The first part of the session on metering and billing challenges covered the technical aspects of metering. The participants discussed ultrasound and mechanical meters in detail. They reached a consensus that priority ought to be given to ultrasound meters. This type of meters won votes based on its higher precision and lower threshold and the non-requirement of straight-type run before and after the meter as well as the low maintenance and longevity, owing to the non-existence of mechanical parts.

Participants in the
roundtable were:

– Hans Altmann, Techem
– Tarek El Far, Ista
– Michael Gutzler, Landis+Gyr
– Jarmo Heikkinen, Kamstrup
– Deepak Naik, Cimac
– Ramesh Ramadurai, Empower
– Mohammad Taib, DC Pro Engineering

Moderator:
George Berbari, DC Pro Engineering

The participants discussed the need to adapt the meter to the chilled water situation rather than the standard one for heating in Europe. A key challenge with ultrasound meters involves condensation, so design changes were necessary, the participants said. That said, considering the fact that two generations of the meters have been produced, reliability in performance in higher temperature and higher humidity conditions has improved by several notches, the participants agreed.

Participants also focused on different temperatures and BTU calculations and different types of communication. Some of the participants said that the most popular form of communication is radio communication, as is the case in Europe. In the UAE, which typically consists of many high-rise buildings, though, it is prudent to opt for a wired solution with a concentrator, they added. And from the building to the district cooling plant, it can be wired using fibre-optic cables, they further added.

The most interesting part of the discussion involved sharing the experience that Empower (close to 12,000 sub meters and 200 bulk meters) and Emicool (6,000 sub meters) have had with sub-metering. Empower has a call centre to deal with clients. As a result of the facility, the district cooling provider is closer to end-users, owing to the opportunity to regularly interact with them, said Ramesh Ramadurai. Empower receives at least 100 calls a day, Ramadurai revealed.

The second part of the discussion was on how Empower absorbs end-user complaints and how it undertook an initiative to build awareness among customers on fixed charges and variable charges. The exercise was a challenge, Ramadurai said, but it helped in easing the situation.

During the time when the spotlight was firmly on him Ramadurai also spoke on tampering of meters. In the case of Empower, he said, tampering has been almost non-existent. “Even in the few cases of tampering, I would not say customers are deliberately doing it,” he said. “The workers may be doing it accidentally.” Tampering, he said, was not a major issue, though, in the sense that if a meter stops functioning, it will give a signal to the operator, and thus, the fault can be rectified.

Later, Mohammad Taib and Deepak Naik discussed various integration methods.
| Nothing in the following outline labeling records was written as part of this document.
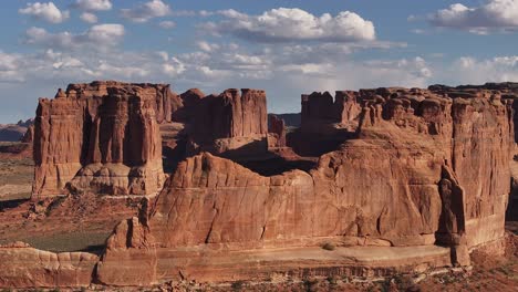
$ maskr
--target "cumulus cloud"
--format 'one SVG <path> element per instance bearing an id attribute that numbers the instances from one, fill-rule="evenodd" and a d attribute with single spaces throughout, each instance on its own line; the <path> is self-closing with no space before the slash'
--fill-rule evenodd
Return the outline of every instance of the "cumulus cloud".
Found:
<path id="1" fill-rule="evenodd" d="M 174 21 L 170 21 L 170 20 L 164 20 L 164 21 L 160 21 L 158 23 L 158 27 L 165 29 L 165 30 L 169 30 L 169 29 L 173 29 L 176 27 L 176 23 Z"/>
<path id="2" fill-rule="evenodd" d="M 94 13 L 83 12 L 81 13 L 81 20 L 86 23 L 95 23 L 97 22 L 97 17 Z"/>
<path id="3" fill-rule="evenodd" d="M 214 34 L 230 34 L 248 41 L 268 43 L 375 40 L 374 24 L 350 11 L 342 11 L 335 17 L 329 13 L 318 17 L 298 8 L 272 9 L 260 15 L 249 15 L 231 9 L 217 13 L 226 20 L 205 23 L 201 25 L 204 30 Z"/>
<path id="4" fill-rule="evenodd" d="M 61 11 L 53 2 L 28 3 L 25 8 L 19 9 L 18 12 L 50 23 L 61 23 L 70 17 L 69 11 Z"/>
<path id="5" fill-rule="evenodd" d="M 478 7 L 455 3 L 428 17 L 436 27 L 487 34 L 491 29 L 518 28 L 517 0 L 489 0 Z"/>
<path id="6" fill-rule="evenodd" d="M 132 9 L 121 9 L 124 18 L 134 22 L 146 22 L 153 18 L 166 17 L 172 13 L 168 4 L 160 0 L 141 3 Z"/>
<path id="7" fill-rule="evenodd" d="M 122 24 L 96 24 L 87 31 L 74 34 L 71 32 L 50 33 L 42 28 L 30 28 L 25 31 L 25 43 L 49 49 L 77 50 L 87 49 L 105 50 L 116 45 L 124 36 Z"/>
<path id="8" fill-rule="evenodd" d="M 112 9 L 110 0 L 77 0 L 74 6 L 86 11 L 105 11 Z"/>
A key question was, ‘Do you need to purchase only a meter or go to a service provider to establish a full solution, wherein you integrate and even provide bills?’ The core of the matter was, “Are service providers useful to district cooling utilities or not?” The consensus was that a service provider can provide much relief and that such a service can be outsourced.

The roundtable was well attended. Among the members of the audience were Barwa from Qatar, who are at a beginning stage, and Surouh, who have installed 1,000 meters.

Voices:

If you supply the meter, who takes care of it? Asset management is important. We need a metering device to begin with. We then need to calibrate it correctly. And then, once you get the data, you have to read it correctly and analyse it. We then capitalise on the data. We get to benchmark and find out what is the solution.

– Hans Altmann, Techem

Cost allocation is governed by government regulation. It says that you don’t meter common areas. You take total cooling costs and, then, allocate it into variable and fixed costs.

– Hans Altmann, Techem

Ultrasound is definitely more accurate; mechanical is more durable. As long as the meter is providing good service, I couldn’t care less whether it is mechanical or ultrasound.

– Tarek El-Far, Ista

Seven to 15% of a building’s consumption is in the common area.

– Tarek El-Far, Ista

Since people are moving out and in more frequently, owing to better rents, there is a lot of registering and de-registering activity. We have 100 connections and disconnections every day.

– Ramesh Ramadurai, Empower, Dubai

There are legal issues involved in closing a valve. It is a police issue.

– Hans Altmann, Techem (in response to a question regarding whether it was okay to close the connection for a defaulting end-user)

The building capacity per square foot was 26 square metres/TR in the mid-1990s and 32 square metres/TR in the early 2000s; today, it is 40 square metres/TR.